Consider this code (demo):
#include <tuple>
#include <type_traits>
struct Ag{int i;int j;};
using T = std::tuple<int,int>;
using Ar = int[2];
const Ag ag {};
const T t {};
const Ar ar {};
void bind_ag(){
auto [i,j] = ag;
static_assert(std::is_same_v<decltype((i)),int&>);
}
void bind_t(){
auto [i,j] = t;
static_assert(std::is_same_v<decltype((i)),int&>);
}
void bind_ar(){
auto [i,j] = ar;
static_assert(std::is_same_v<decltype((i)),int&>); //For GCC
static_assert(std::is_same_v<decltype((i)),const int&>); //For Clang (and standard?)
}
A structured binding to a copy of a const c-array are declared const by Clang and non-const by GCC.
The behavior of GCC for c-array is consistent with the behavior observed for aggregate or tuple-like types.
On the other hand from my reading of the standard, I suppose Clang follows what is written. In [dcl.struct.bind]/1 e has type cv A where A is the type of the initializer expression and the cv is the cv-qualifier of the structured binding declaration. And the type of the initializer expression ar is accordingly to [expr.type]/1 const int[2].
What should be expected? My opinion is that Clang follows the standard. On the other hand I feel the intent was that the behaviors for array, aggregate and tuple-like types were equivalent.
The wording of the standard in [dcl.struct.bind] says:
If the assignment-expression in the initializer has array type
Aand no ref-qualifier is present,ehas type cvAand each element is copy-initialized or direct-initialized from the corresponding element of the assignment-expression as specified by the form of the initializer.

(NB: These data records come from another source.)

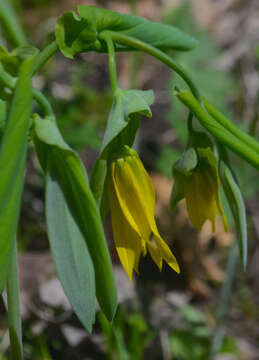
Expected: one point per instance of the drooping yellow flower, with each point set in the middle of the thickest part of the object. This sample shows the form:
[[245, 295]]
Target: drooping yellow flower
[[201, 191], [132, 203]]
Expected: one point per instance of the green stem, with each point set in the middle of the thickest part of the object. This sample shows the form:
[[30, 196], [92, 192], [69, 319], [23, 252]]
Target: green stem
[[224, 300], [160, 55], [10, 82], [43, 102], [112, 59], [11, 23], [44, 56], [6, 79], [13, 300]]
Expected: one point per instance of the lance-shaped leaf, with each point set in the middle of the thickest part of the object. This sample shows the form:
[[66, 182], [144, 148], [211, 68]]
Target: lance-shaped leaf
[[237, 206], [239, 145], [76, 34], [121, 129], [70, 253], [12, 163], [72, 178]]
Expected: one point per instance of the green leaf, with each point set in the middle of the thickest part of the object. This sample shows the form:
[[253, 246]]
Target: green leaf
[[127, 105], [224, 121], [237, 206], [73, 180], [214, 127], [201, 64], [11, 23], [181, 169], [121, 129], [70, 253], [12, 164], [76, 34]]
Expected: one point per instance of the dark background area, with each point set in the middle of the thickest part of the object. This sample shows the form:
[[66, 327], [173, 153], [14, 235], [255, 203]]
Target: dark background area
[[163, 315]]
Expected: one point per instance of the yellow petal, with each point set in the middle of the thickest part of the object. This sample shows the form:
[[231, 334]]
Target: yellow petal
[[133, 199], [166, 253], [127, 240]]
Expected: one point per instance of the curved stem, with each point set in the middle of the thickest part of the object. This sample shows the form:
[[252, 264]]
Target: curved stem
[[160, 55], [112, 59], [6, 79], [44, 56], [13, 299]]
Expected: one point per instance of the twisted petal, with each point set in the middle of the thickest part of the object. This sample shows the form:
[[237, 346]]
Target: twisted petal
[[127, 239], [132, 198]]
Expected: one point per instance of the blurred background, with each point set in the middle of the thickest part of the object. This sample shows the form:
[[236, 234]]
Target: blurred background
[[163, 315]]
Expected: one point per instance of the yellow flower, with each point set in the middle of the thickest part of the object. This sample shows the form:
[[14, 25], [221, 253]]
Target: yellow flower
[[201, 191], [132, 203]]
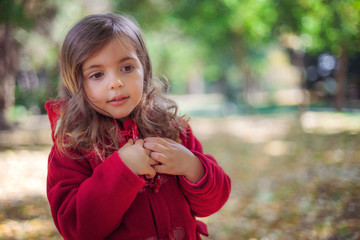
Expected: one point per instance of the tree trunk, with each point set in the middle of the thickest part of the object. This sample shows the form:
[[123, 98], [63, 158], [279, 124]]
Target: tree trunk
[[340, 78], [8, 63], [240, 53]]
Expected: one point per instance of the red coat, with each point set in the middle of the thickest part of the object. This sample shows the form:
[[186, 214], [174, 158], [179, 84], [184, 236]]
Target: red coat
[[91, 199]]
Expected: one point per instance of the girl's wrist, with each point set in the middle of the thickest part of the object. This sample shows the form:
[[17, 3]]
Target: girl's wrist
[[196, 171]]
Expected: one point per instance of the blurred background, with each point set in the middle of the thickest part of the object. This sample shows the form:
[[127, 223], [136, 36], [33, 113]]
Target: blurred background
[[272, 88]]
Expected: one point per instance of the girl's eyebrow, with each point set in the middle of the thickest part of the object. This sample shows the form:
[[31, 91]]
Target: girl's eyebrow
[[99, 65]]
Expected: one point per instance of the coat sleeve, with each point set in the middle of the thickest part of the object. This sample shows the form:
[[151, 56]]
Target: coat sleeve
[[87, 204], [212, 191]]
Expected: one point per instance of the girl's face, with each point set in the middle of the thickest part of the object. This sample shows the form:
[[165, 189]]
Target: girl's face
[[114, 79]]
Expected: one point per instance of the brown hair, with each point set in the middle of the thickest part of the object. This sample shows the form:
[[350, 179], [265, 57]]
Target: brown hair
[[82, 128]]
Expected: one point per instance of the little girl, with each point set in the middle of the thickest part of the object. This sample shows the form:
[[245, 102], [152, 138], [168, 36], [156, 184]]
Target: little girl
[[124, 165]]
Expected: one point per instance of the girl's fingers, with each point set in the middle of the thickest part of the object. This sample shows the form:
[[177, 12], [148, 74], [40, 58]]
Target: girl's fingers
[[159, 157], [154, 146], [152, 162], [161, 169], [151, 173]]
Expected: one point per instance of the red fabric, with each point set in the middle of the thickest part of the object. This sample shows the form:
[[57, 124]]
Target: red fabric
[[91, 199]]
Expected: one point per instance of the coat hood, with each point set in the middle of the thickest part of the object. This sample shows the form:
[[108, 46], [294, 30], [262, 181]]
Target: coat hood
[[53, 109]]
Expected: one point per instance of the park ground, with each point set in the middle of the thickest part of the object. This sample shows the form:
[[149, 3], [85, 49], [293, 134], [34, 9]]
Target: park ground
[[293, 177]]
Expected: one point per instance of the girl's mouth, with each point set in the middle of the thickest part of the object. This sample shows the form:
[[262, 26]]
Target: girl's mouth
[[118, 100]]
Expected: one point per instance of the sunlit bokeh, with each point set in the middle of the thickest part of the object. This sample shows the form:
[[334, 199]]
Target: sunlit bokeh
[[272, 89]]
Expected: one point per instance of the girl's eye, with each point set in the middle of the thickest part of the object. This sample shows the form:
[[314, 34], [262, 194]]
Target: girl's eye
[[127, 68], [97, 75]]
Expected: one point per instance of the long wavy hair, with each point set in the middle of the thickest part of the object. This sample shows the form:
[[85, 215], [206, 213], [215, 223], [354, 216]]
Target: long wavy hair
[[82, 128]]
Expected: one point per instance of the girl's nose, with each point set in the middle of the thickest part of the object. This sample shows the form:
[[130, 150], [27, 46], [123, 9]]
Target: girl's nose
[[116, 82]]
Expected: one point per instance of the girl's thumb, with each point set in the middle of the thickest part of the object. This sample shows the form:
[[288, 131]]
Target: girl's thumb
[[130, 142]]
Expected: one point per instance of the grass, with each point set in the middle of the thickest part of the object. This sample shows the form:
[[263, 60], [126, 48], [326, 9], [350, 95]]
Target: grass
[[290, 180]]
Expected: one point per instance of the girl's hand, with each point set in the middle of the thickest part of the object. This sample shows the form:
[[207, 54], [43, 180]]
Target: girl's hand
[[137, 158], [174, 158]]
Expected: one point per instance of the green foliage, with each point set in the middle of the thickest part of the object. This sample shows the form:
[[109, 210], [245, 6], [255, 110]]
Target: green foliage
[[323, 25], [12, 12]]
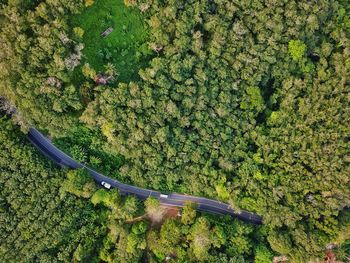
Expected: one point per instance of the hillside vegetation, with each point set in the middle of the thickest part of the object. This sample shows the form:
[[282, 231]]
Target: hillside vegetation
[[245, 102]]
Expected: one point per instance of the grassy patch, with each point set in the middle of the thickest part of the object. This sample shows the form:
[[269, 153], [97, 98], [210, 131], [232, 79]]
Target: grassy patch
[[125, 47]]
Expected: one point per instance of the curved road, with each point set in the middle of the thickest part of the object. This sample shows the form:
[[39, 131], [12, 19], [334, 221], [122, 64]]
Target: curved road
[[204, 204]]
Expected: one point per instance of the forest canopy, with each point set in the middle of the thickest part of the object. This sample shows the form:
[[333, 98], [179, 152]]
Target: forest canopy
[[245, 102]]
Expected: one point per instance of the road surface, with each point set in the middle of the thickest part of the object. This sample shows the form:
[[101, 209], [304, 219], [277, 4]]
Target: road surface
[[204, 204]]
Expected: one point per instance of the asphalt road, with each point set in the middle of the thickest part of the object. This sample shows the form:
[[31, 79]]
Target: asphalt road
[[204, 204]]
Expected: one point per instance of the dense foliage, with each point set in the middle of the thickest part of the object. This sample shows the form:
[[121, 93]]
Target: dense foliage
[[241, 101], [247, 102], [37, 223]]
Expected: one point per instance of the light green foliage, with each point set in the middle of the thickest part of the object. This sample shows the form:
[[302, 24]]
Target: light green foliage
[[89, 2], [36, 225], [297, 49], [125, 47], [188, 213], [88, 72], [108, 198], [35, 47], [200, 239], [263, 255], [252, 109], [78, 182], [78, 32]]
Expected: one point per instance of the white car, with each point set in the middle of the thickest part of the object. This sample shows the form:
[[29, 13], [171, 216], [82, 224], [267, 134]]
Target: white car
[[106, 185]]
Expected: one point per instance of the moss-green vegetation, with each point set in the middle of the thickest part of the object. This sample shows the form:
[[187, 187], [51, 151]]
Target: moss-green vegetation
[[125, 47], [243, 101]]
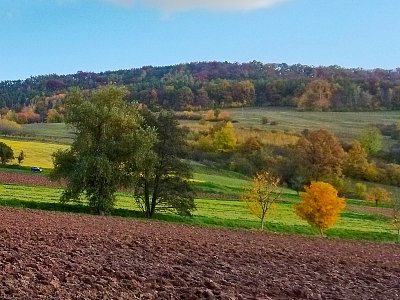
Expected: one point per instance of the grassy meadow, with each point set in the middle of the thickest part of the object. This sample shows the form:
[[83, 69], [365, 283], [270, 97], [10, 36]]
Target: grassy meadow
[[230, 212], [212, 209], [36, 153]]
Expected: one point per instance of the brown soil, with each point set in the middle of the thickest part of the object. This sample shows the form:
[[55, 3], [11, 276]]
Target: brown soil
[[64, 256]]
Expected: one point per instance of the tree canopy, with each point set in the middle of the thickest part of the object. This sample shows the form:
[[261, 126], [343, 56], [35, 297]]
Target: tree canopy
[[163, 182], [320, 205], [109, 136]]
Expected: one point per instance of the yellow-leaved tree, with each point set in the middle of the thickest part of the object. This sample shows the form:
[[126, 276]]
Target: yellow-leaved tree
[[320, 205], [262, 193]]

We have auto [i,j] = ar;, ar has array type const int[2], and the wording of the standard makes it clear that e has type const int[2]. Thus, per the wording, each binding references the element type - which is const int. Clang is technically correct.

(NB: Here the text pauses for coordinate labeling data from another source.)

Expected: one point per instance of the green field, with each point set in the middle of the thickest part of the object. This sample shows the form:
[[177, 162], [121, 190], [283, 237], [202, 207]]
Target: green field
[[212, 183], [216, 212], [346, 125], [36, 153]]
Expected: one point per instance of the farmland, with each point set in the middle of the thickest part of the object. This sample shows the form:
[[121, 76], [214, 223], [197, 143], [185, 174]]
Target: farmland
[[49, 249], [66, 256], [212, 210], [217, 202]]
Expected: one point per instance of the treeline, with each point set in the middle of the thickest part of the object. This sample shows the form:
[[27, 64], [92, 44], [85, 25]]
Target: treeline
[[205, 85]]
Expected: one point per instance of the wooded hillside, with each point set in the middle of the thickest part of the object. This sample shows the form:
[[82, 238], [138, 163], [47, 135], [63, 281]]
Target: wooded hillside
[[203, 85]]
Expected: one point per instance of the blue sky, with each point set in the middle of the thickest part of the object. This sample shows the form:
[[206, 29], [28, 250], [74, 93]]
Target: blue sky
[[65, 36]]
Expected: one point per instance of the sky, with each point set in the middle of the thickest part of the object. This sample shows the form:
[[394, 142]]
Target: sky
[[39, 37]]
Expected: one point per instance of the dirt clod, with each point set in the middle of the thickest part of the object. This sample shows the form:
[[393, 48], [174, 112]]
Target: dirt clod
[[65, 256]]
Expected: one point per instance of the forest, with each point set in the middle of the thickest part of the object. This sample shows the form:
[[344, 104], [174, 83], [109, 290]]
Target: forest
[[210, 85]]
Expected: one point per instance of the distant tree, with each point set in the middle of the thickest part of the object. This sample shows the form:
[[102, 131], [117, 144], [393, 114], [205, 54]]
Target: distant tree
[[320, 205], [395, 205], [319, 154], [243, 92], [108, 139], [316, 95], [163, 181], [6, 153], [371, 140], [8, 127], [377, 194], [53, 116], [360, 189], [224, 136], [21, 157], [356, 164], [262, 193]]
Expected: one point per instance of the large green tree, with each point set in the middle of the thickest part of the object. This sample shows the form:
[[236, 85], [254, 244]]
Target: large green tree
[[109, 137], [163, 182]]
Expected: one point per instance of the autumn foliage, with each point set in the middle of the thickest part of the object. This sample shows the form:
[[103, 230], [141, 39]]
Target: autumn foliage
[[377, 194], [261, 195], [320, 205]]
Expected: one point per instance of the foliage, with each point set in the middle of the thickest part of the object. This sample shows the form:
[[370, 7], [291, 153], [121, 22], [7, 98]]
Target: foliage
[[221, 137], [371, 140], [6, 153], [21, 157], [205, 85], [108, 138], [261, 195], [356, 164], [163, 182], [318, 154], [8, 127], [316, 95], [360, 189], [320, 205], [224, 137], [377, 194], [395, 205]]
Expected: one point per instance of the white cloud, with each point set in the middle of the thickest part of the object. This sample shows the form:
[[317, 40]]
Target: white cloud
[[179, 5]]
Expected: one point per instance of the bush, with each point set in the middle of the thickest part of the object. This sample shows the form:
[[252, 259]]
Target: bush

However, as Richard Smith points out in gcc bug 80649:
I think this is a bug in the standard. The cv-qualifiers of the array type should be discarded, as they would be for any normal auto deduction.
That seems right. When you write auto x = y; you'd certainly expect x to not be top-level const, but here we have a situation where it still is. I don't think there's a Core issue open for this yet, but there should be.